People analytics, also known as talent or HR analytics, refers to using technology and statistics to analyze large sets of talent data to help HR managers and executives make better decisions about workforce planning.
Other trends such as remote workforces pose additional challenges to HR organizations. A study by the International Workplace Group found 70% of employees are working remotely at least one day per week, so HR managers need to be able to effectively manage HR functions for both on and offsite employees.
Specializing in areas such as people analytics and remote workforces mean you can carve out your own niche in and command a higher salary.
How to Get a Job in Human Resources
Here are some tips to help jump start your job search if you’re looking for a job in HR.
- Consider an internship. Many companies offer paid internships. Internships are a great way for you to see what it’s like to work in the field on a day-to-day basis. The experience could be a great resume booster and you could be hired full time.
- Check with your college’s career placement office. Career placement advisors have access to job listings and can help you find an HR job.
- Register with a staffing agency. Sign up with a staffing agency that specializes in placing HR candidates.
- Keep up on your training. Beyond earning a bachelor’s or master’s degree, acquire as many HR certifications as possible and enroll in human resources training courses.
- Join professional organizations. Join professional HR organizations such as the National Human Resources Association and the Society for Human Resources Management. You’ll be able to network with other like-minded individuals and find out about job postings.
- Tweak your resume. Make sure your resume highlights all related HR work, job duties, internships and college coursework and education.
- Network. Connect with colleagues and business partners on LinkedIn and social media to let people know you’re looking for an HR job.
- Apply. Post your resume on job search sites. Search for specific job titles and target organizations that are reputable and offer solid career paths.

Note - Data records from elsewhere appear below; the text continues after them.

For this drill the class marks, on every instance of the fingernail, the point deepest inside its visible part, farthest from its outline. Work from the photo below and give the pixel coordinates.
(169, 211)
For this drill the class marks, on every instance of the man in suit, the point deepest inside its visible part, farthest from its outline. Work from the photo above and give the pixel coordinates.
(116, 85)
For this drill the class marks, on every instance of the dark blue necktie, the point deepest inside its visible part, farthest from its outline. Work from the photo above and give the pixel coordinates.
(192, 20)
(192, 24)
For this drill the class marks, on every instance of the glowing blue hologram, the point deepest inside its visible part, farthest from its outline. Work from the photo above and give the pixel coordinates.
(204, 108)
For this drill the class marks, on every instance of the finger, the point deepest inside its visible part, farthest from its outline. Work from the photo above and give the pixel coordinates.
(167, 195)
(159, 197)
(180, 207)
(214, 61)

Top 6 Skills to Be Successful in Human Resources
What kind of abilities and strengths do you need to be successful in a Human Resources career?
1. People Skills
You’ll need exceptional people skills so you can effectively relate to employees and colleagues. You’ll also need to be viewed as trustworthy and personable and should be able to comfortably speak and present to large and small groups within an organization.
2. Organizational Skills
Good organizational skills are essential for HR workers. You may be called upon to organize personnel files and maintain databases of employee information including hiring data, applications and terminations.
3. Tech-Savvy Skills
Most organizations use complex computer-based systems to track HR processes and programs, so you should know the latest HR software so you can analyze and interpret HR data and reports.
4. Time Management Skills
All roles within an HR team are required to juggle and prioritize many different tasks and job functions, so good time management skills are required. Various HR initiatives will involve strict timelines to achieve corporate goals.
Change is inevitable, so it’s important to be flexible. HR policies and processes are continually updated to reflect current laws and changing employee culture, so you’ll need to be adaptable.

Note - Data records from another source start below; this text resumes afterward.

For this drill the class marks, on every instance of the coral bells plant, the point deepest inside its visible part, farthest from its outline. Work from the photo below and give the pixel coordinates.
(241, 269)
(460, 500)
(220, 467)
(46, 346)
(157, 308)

6. Project Management Skills
HR organizations will always have various projects and initiatives in play, whether it’s a small software system update or a company-wide policy rollout on new compensation and benefits information. You may support an HR manager or lead a project, depending on your job.
Opportunities Abound in Human Resources
There are plenty of job opportunities available in HR. You can specialize in a number of areas such as recruitment, training and benefits. A solid HR team is essential to profitable businesses, so there will always be a need for HR professionals. A job in HR can provide a solid plan for retirement and job security as long as it fits your skillset.